For better and for worse, we live in an age in which we are watched as never before.
Close circuit television cameras, orbiting space satellites, mobile phone monitoring and email intercepts. Inevitably, in a world in which that person on the next table with a smart phone might be sending a text message or taking your photograph, these are issues that are both a concern and a subject for artists.
Surveillance. 02 is a new exhibition opening this month at the East Wing gallery at Dubai International Finance Centre that examines the nature of surveillance to comment on the extent of state and corporate power.

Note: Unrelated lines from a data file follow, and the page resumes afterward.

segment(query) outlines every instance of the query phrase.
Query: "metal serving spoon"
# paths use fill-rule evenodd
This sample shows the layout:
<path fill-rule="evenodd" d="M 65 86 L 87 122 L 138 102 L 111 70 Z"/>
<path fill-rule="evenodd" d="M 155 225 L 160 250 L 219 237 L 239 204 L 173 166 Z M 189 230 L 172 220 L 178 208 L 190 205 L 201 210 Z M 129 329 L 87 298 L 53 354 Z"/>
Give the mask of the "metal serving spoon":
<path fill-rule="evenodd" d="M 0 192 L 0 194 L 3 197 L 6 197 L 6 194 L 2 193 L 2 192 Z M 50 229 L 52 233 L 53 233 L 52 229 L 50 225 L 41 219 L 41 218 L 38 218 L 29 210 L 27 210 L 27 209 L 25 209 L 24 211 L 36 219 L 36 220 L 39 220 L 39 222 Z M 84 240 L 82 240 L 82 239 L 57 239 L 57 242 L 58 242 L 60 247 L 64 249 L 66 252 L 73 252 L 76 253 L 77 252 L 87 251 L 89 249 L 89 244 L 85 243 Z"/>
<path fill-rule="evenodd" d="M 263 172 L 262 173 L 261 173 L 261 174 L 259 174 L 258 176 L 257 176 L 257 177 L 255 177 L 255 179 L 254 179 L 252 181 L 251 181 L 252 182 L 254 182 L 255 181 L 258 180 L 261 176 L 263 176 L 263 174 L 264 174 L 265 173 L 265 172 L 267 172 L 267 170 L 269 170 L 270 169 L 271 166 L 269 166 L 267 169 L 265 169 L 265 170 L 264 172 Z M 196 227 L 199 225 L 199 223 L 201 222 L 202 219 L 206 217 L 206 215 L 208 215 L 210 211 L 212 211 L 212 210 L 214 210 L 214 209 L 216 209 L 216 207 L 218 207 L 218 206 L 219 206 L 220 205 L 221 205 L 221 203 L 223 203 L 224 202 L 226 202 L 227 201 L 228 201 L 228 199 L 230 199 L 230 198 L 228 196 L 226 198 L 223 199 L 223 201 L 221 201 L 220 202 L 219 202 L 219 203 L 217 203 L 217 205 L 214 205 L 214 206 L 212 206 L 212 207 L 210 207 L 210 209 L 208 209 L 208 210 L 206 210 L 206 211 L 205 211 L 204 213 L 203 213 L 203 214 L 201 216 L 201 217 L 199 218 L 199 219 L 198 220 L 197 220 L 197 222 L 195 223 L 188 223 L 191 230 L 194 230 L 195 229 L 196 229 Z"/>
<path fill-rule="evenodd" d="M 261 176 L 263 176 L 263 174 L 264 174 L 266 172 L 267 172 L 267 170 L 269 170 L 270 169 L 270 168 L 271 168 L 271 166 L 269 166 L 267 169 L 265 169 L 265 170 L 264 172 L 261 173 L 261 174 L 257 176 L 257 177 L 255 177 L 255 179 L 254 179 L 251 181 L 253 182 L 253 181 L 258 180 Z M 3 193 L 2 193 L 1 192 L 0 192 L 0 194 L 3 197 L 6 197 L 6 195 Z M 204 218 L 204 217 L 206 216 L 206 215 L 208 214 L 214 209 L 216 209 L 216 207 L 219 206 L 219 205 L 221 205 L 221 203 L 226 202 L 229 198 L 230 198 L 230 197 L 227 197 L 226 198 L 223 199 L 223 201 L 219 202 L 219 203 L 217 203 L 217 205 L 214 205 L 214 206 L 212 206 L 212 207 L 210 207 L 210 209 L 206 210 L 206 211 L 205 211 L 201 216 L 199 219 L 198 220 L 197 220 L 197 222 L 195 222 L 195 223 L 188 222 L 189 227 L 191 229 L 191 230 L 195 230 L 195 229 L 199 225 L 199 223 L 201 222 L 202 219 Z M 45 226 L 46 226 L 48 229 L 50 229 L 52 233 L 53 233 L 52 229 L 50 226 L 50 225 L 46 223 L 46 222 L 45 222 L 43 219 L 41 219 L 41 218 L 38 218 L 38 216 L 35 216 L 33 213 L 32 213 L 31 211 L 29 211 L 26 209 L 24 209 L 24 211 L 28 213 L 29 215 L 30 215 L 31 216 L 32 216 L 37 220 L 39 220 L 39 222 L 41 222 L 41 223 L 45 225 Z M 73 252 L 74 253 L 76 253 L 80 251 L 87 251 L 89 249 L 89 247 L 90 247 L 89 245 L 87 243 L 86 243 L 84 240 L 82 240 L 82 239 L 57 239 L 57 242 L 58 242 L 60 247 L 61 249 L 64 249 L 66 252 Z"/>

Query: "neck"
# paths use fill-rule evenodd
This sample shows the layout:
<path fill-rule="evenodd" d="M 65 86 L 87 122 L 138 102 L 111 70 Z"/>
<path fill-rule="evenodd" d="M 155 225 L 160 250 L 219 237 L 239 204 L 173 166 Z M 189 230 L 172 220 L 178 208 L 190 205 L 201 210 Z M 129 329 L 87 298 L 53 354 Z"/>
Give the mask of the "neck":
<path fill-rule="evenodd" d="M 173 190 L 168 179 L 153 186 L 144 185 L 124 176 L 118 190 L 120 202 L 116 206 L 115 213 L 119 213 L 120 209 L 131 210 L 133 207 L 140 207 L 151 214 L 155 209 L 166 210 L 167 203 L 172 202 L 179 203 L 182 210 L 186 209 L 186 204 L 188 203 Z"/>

The artists include Massimo Berruti, whose photographs from North Waziristan are portraits of people who have been injured or lost family members in drone attacks that have become part of the “War on Terror.” For their portraits, Adam Broomberg and Oliver Chanarin use a facial recognition camera developed in Russia for border control and public security. Taking multiple images using four lenses, the camera can create a seamless single face, usually without the subject being aware.
Jenny Odell’s Land Marks manipulates satellite images to remove any signs of nature from mining and waste storage sites to reveal the full extent of the damage to the environment while war photographer Tomas van Houtryve’s landscapes come from a camera to a drone flown over Middle America, turning the latest surveillance tool into an art form.
Surveillance. 02 opens on March 12 at the East Wing gallery in the Ritz Carlton Annex of DIFC. Admission is free.